Pat, boxing and FMA are fast fellows in the combat arts because modern boxing grew out of English stick and blade fighting. However, FMA has been associated with Asian kicking arts for six decades for economic and racial reasons. Therefore, gay terminology like “heaven-six” instead of “high-low drill” in order to appeal to the faggotry at the core of Asian-based martial arts as sold to sissy Americans who somehow believed after greasing the Japs in WWII that only Asians knew how to fight...
FMA compliments boxing because its leverage requirement does not require standing on one foot to kick and encourages constant coiled mobility thereby, which one needs when fighting with weapons.
FMA compliments boxing because boxing footwork is internal to FMA [comprising the close steps] and its coiled aspect, rather than extended kicking or grappling-based reaching, permits the FMA man to move like a boxer without the leverage requirement, which is the prime coaching complication. You see, the leverage requirement in boxing is not needed against a blade and will get you killed and is not needed when boxing defensively.
The stick fighting aspect of MMA is where boxing and FMA meet in the leverage aspect and provides the point of departure for adding sword footwork to boxing and extending mobility by 150%.
Your training program sounds sound.
I will warn you that a good fighter who sparred with you would soon use your low-line crouching commitment to do you in. It is a line rarely explored in detail for the reason that it is hazardous. It is also hard for beginners to deal with as few use it—so it is a trap of a kind that is also a good tool.
Make sure your work high, mid and low, using the crouch as an option for you and a trap for the adversary. If you operate from the crouch you limit your lunging options and low-energy-use low-leg movement. My guess is your boxing is suffering from this crouch in outer range. Crouch boxing is a peek-a-boo style and is very frustrating for those who face it for the first time and takes more thigh use and energy expense. In stick fighting this will make your knees a target. In knife it will compromise your lunge.
So mix it up. We cannot be too specialized in weapon fighting as we can in boxing, the hazards being more varied and unforgiving.
Use your low guard as an option to penetrate deeply on the low line after setting him up on the high line, keeping your feet coiled and not over extended. The best stick-fighter I ever fought was 6' 1” and used his length to penetrate after fighting mostly high.
For remote boxing training Jason van Veldhusen is excellent. I ghost wrote his boxing manual some 7 years ago.

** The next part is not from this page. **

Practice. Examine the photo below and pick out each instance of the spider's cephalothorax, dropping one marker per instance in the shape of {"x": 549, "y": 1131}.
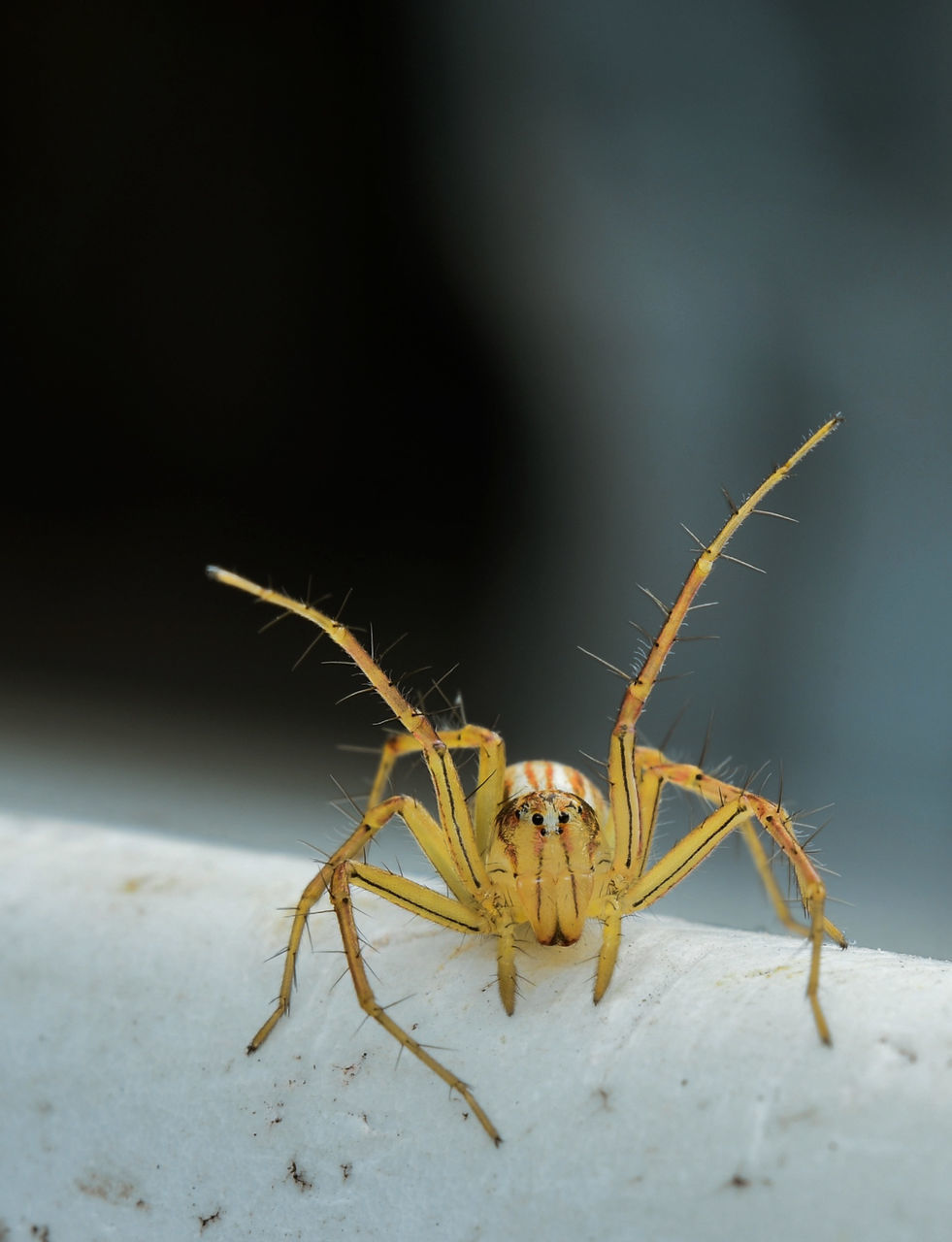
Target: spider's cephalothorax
{"x": 536, "y": 842}
{"x": 548, "y": 856}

My combat books that coach—as well as pure words can coach—are as such:
Twerp, Goons and Meatshields: stick-fighting
The Punishing Art: Boxing
Solo Boxing: a different writing approach to boxing instruction
Being A Bad Man in a Worst World: stick, blade and fist
The Combat Space: Stick Blade and Fist
On Combat: Stick blade and fist
These books are all long ago written, but are in various forms of publication. If not available on the site e-store or through wamazon, email me for a PDF and send some rum money through the site function and I'll email you the pdfs.
If you buy a fighting book and live in Jersey, MD, PA, Virginia, Ohio, Illinois, Utah, California, Oregon or Washington, I might be able to train with you at some point.
Take care and keep moving, remembering to add changes not just in your position but your posture or guard.